Saturday, May 18, 2024

The UK Government (Finally) Distances Itself from Islamists

NewsThe UK Government (Finally) Distances Itself from Islamists

The British government has singled out three prominent Islamist groups as part of a counter-extremist campaign announced in Parliament last month. In a move that could be one of the last hurrahs for the Conservative Party before announcing an upcoming election it is expected to lose, Michael Gove, Secretary of State for Levelling Up, Housing and Communities of the United Kingdom, named the Muslim Association of Britain, which he called “The British affiliate of the Muslim Brotherhood,” Cage International, and MEND, (AKA Muslim Engagement and Development) as possibly falling under a new definition of extremism launched in early March.

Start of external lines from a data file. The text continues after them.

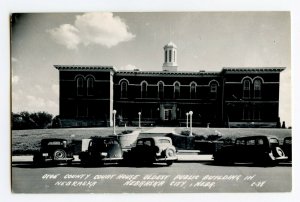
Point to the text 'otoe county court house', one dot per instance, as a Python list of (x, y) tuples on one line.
[(232, 97)]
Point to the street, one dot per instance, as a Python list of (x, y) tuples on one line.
[(181, 177)]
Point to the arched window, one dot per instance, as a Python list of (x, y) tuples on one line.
[(144, 89), (123, 89), (166, 56), (257, 89), (213, 88), (193, 90), (160, 89), (90, 86), (79, 82), (176, 90), (246, 89), (170, 55), (174, 56)]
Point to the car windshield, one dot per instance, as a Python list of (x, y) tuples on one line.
[(287, 141), (274, 142), (164, 141)]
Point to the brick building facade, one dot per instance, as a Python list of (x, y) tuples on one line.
[(232, 97)]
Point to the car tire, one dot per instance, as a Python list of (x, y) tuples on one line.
[(278, 152), (59, 154), (169, 163), (169, 152)]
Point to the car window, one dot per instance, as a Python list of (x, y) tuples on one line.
[(260, 141), (164, 141), (240, 142), (54, 143), (274, 141), (250, 142), (147, 143), (287, 141), (139, 143)]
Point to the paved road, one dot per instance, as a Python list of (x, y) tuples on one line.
[(180, 178)]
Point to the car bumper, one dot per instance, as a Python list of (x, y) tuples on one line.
[(166, 159), (281, 158), (112, 159)]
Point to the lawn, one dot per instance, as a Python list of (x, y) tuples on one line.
[(28, 141)]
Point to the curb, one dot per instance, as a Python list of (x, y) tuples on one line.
[(186, 157)]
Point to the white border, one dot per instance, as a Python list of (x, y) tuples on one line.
[(10, 6)]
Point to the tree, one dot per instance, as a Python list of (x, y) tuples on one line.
[(283, 124), (56, 122), (278, 124), (41, 119), (26, 120)]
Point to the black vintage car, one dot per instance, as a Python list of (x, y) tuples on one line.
[(54, 150), (152, 150), (287, 147), (256, 149), (98, 150)]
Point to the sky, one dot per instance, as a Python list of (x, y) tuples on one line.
[(205, 41)]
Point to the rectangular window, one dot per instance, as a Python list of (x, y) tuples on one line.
[(167, 114)]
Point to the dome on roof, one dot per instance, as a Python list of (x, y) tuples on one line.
[(170, 44)]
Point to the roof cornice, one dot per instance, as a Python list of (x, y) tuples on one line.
[(85, 68), (252, 69)]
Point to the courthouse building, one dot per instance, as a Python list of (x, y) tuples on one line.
[(232, 97)]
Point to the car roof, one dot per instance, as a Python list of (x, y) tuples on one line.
[(257, 136), (155, 138), (99, 138), (53, 139)]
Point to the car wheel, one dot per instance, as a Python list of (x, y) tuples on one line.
[(169, 163), (69, 162), (170, 152), (278, 152), (59, 154), (38, 160)]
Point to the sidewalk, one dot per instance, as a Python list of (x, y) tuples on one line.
[(182, 157)]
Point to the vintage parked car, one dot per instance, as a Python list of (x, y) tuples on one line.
[(153, 149), (287, 147), (99, 150), (54, 150), (257, 149)]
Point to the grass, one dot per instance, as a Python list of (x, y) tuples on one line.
[(25, 142)]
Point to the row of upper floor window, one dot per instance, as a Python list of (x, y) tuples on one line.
[(161, 89), (85, 86)]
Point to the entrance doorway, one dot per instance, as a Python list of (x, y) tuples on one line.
[(168, 114)]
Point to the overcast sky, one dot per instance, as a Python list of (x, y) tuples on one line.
[(205, 40)]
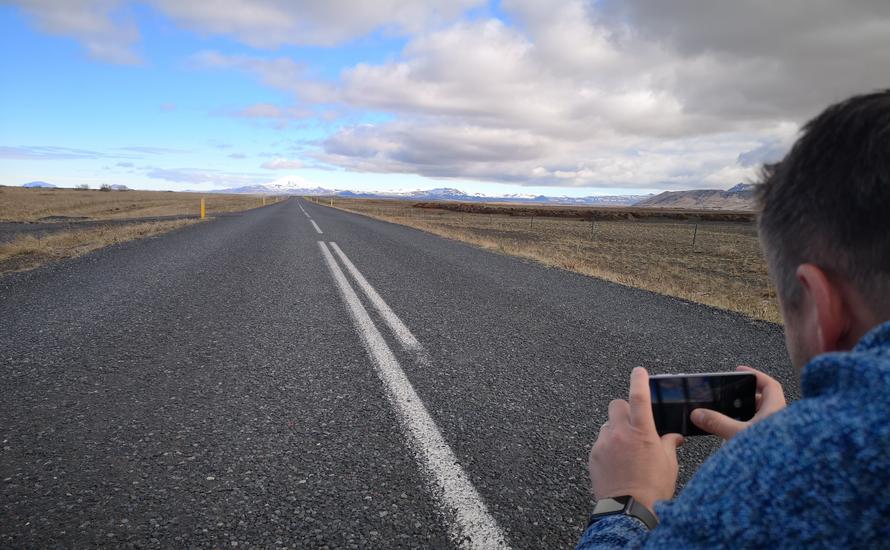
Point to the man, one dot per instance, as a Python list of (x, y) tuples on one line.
[(817, 472)]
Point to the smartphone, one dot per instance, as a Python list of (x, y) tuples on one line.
[(675, 396)]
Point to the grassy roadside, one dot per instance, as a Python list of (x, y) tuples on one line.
[(724, 268), (28, 205), (51, 205), (27, 252)]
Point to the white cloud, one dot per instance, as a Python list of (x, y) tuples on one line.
[(201, 176), (282, 164), (569, 93), (257, 23), (613, 93)]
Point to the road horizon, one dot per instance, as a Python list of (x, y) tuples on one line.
[(301, 376)]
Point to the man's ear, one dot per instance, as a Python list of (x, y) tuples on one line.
[(826, 301)]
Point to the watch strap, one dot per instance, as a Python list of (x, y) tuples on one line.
[(624, 505)]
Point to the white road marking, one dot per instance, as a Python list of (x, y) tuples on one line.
[(470, 523), (402, 333)]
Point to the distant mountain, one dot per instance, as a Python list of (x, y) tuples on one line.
[(739, 197), (438, 194)]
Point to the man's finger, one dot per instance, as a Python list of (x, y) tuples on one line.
[(716, 423), (772, 394), (641, 400), (619, 412)]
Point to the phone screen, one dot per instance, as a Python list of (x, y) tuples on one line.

Hateful anti-British ideas that undermine our democracy, creating intimidation and fear, need ideologues to drive them.

Ian Acheson

It may all be “too little too late.” Yet the government’s moves undoubtedly reflect a growing awareness of the costs deriving from the long complacency of British institutions towards Islamism.

Michael Gove, Secretary of State for Levelling Up, Housing and Communities of the United Kingdom. (Photo by Chris McAndrew via Wikimedia Commons)

Gove announced the new definition during a time of increased hostility toward British Jews and open threats directed at Members of Parliament that erupted in the months after the October 7 Massacre in Israel, including a 589 percent increase in antisemitic incidents documented by the Community Security Trust, a nonprofit charged with protecting Jews in the United Kingdom.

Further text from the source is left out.